The Phoenix Metro area is relatively young so infrastructure such as roads, office space and the internet is new and we get to take advantage of that. Coupled with the relatively low cost of housing and low cost of living, Arizona is ideal for startups.

And thanks to the area being home to the largest public university in the country, Arizona State University, it has plenty of great engineering talent. The metro area is also home to large companies like Intel, Honeywell and Wells Fargo, which provide startups with access to an experienced talent pool.


Why is it important for Arizona to help launch more successful startups?
Historically, Arizona’s main economic drivers have been construction driven by population growth, tourism and retirement. Population growth which directly affects the construction industry has and will slow down and tourism is very cyclical.

If the state is to weather these dynamics, they are going to have to diversify and one way to do that is to assist successful startups that can be a catalyst for growth.
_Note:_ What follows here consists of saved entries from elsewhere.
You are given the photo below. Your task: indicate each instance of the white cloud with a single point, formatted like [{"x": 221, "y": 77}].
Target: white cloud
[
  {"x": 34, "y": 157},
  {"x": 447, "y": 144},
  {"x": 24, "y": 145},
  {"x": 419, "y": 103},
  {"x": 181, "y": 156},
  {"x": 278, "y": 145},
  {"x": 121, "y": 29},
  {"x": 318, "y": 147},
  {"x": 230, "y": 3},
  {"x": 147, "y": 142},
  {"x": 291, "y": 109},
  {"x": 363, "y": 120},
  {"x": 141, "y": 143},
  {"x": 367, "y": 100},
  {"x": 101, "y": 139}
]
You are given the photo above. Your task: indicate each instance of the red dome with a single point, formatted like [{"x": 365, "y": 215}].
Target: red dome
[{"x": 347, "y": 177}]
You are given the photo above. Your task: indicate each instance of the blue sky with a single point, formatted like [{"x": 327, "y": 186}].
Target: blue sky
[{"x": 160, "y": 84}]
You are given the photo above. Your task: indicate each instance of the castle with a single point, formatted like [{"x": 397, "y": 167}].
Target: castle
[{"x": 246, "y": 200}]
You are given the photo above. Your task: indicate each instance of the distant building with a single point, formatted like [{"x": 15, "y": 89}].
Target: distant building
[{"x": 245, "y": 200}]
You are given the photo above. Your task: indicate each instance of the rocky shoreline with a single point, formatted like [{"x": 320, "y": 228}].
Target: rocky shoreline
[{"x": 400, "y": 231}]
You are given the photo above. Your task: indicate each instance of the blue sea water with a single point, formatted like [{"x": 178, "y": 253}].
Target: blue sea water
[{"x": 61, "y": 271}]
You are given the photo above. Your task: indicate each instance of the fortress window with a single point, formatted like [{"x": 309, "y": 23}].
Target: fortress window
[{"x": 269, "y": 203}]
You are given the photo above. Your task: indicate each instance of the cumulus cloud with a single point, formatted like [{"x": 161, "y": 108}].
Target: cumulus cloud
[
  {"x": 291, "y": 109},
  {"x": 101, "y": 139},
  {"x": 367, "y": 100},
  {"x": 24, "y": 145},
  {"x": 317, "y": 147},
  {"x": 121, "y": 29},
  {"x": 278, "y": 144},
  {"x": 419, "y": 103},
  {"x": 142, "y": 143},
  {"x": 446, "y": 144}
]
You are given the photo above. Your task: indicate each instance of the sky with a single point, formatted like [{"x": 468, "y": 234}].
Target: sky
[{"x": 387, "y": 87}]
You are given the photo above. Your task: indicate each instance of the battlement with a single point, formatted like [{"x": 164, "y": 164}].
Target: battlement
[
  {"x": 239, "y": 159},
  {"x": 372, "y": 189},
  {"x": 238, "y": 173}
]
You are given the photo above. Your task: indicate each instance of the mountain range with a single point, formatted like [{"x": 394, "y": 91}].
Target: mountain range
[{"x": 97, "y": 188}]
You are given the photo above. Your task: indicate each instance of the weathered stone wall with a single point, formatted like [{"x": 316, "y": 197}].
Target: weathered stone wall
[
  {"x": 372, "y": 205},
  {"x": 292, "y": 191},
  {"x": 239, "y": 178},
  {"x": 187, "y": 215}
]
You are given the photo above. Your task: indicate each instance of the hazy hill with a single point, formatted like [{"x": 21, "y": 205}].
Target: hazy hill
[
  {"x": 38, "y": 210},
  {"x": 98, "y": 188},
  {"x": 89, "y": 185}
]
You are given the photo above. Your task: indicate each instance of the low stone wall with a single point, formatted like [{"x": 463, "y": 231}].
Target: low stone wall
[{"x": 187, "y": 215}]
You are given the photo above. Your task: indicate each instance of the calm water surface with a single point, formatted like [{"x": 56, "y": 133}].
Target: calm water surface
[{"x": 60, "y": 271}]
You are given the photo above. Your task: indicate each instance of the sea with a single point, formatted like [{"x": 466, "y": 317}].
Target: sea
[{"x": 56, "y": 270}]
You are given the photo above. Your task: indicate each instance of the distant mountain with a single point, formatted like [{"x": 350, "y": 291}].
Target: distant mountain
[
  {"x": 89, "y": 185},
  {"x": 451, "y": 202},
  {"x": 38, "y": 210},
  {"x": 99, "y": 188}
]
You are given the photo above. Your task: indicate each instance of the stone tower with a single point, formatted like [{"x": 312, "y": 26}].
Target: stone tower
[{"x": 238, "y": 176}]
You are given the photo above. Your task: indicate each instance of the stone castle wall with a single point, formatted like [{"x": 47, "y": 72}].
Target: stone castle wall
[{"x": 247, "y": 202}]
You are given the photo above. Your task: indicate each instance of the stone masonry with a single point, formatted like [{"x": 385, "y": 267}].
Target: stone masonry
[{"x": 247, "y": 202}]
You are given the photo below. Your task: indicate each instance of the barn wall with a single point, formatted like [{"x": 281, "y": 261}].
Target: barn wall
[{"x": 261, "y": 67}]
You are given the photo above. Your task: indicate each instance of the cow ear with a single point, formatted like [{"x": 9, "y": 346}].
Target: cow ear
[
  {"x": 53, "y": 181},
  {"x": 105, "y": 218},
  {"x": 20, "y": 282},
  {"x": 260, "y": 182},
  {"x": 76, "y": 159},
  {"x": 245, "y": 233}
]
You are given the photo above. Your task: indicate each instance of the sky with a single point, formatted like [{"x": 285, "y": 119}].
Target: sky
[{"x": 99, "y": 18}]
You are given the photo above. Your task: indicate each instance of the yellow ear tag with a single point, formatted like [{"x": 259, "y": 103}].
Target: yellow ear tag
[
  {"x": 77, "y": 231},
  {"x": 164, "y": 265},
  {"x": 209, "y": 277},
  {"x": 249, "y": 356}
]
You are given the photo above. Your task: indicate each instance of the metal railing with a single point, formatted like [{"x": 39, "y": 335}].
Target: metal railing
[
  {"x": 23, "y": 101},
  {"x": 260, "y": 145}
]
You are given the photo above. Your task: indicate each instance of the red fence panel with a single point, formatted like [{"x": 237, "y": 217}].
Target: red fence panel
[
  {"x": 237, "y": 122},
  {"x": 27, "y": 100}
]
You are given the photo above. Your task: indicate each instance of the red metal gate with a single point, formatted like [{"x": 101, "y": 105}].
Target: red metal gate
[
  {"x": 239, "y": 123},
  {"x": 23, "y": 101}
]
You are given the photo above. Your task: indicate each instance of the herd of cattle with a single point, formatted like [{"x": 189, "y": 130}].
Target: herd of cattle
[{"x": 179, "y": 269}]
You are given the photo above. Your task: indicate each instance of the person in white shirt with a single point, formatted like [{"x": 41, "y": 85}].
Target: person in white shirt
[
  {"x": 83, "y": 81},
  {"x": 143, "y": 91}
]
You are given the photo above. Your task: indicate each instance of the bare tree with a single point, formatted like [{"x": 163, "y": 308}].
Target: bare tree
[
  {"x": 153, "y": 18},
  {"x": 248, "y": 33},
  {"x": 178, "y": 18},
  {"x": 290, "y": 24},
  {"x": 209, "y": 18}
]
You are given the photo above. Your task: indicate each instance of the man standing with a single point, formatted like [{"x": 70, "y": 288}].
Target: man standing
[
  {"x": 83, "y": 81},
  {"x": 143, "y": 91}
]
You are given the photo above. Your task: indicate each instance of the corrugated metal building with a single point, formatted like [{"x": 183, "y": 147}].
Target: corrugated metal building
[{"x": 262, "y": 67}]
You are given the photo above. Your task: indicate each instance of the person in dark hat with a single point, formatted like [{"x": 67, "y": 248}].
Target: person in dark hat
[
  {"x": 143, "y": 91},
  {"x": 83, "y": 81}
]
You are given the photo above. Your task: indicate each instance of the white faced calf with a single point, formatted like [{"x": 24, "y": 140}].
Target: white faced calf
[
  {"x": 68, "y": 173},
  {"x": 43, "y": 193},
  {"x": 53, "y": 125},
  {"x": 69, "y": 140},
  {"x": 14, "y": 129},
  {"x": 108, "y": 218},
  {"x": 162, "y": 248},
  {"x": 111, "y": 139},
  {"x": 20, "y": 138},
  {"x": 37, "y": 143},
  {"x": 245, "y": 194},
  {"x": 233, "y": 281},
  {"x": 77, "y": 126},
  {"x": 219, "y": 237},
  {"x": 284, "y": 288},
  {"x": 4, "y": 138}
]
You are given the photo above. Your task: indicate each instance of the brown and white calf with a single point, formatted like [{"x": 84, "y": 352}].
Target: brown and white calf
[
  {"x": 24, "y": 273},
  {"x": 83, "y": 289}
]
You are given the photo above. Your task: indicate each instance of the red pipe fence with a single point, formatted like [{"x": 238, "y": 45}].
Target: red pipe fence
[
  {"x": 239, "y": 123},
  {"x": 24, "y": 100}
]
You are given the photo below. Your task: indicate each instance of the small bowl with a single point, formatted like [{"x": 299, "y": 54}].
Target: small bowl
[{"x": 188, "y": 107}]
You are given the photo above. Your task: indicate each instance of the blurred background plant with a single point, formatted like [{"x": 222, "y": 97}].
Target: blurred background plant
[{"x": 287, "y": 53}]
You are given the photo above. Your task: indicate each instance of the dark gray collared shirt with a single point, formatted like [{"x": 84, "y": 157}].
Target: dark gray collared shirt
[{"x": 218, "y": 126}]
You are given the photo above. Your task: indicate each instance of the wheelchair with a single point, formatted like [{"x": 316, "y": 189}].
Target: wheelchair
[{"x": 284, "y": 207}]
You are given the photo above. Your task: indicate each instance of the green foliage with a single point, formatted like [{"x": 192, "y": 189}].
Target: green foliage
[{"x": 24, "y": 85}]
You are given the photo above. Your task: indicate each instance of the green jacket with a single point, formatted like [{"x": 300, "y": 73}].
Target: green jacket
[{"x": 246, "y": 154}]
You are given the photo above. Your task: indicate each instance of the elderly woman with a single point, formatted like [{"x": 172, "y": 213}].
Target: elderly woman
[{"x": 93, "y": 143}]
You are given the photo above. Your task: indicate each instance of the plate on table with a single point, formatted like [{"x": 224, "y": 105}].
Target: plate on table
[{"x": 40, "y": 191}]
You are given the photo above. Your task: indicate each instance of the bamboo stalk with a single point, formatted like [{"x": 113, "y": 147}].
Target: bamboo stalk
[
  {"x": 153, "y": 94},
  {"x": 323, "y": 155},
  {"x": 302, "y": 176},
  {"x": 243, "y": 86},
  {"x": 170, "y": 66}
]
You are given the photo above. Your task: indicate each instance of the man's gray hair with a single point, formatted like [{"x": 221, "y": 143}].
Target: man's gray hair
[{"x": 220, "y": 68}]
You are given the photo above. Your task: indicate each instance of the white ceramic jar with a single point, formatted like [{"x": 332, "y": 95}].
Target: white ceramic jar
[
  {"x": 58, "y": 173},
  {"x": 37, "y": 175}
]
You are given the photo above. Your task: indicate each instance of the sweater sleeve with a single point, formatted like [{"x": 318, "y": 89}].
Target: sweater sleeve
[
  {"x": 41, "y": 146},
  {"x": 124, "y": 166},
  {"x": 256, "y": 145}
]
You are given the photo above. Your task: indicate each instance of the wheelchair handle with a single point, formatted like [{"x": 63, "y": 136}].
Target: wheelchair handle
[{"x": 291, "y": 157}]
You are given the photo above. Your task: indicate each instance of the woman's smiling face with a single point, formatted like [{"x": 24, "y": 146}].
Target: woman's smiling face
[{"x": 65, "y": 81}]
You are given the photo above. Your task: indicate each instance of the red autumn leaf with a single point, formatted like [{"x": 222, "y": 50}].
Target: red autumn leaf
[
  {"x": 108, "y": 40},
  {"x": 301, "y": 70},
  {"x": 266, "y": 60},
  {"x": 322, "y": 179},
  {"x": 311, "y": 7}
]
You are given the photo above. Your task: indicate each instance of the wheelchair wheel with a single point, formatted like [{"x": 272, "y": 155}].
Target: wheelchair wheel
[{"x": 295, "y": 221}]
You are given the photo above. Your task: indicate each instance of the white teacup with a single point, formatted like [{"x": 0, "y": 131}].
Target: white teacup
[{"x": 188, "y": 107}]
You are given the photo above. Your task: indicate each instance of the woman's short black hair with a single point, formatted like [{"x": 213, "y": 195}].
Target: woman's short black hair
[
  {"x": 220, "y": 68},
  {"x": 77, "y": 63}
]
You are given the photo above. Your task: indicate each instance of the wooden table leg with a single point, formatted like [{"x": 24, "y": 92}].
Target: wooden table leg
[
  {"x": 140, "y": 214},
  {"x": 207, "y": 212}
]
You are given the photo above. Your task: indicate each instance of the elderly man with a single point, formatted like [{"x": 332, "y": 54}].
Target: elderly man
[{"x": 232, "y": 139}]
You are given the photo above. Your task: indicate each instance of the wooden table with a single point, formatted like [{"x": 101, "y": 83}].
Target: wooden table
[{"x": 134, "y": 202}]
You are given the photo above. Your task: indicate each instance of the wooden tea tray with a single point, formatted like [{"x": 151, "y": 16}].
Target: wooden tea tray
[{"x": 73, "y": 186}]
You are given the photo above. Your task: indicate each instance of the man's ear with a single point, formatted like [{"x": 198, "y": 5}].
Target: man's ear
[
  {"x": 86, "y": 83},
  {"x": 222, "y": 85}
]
Angel investment is available for promising startups, but the next level of venture capital is lacking. The state – and perhaps cities – can fill this gap by creating programs to support startups that have demonstrated third-party validation through success on crowdfunding platforms such as Kickstarter and Indiegogo, early product sales and Angel funding.


What’s next for Eggcyte?
 Our plan for the year is to continue to grow our customer base both online and through specialty brick-and-mortar retailers. Additionally, we’re looking for partnerships that will help drive our mission to provide consumers with a private alternative to cloud services. 

Cloud services, by nature, are dependent on monetizing user data. This makes a great target for hackers. A May 2015 Pew Research study found a majority of consumers feel that they have lost control of their data due to these characteristics. We believe there is need for a private alternative to cloud services and that Eggcyte is well positioned to satisfy that need.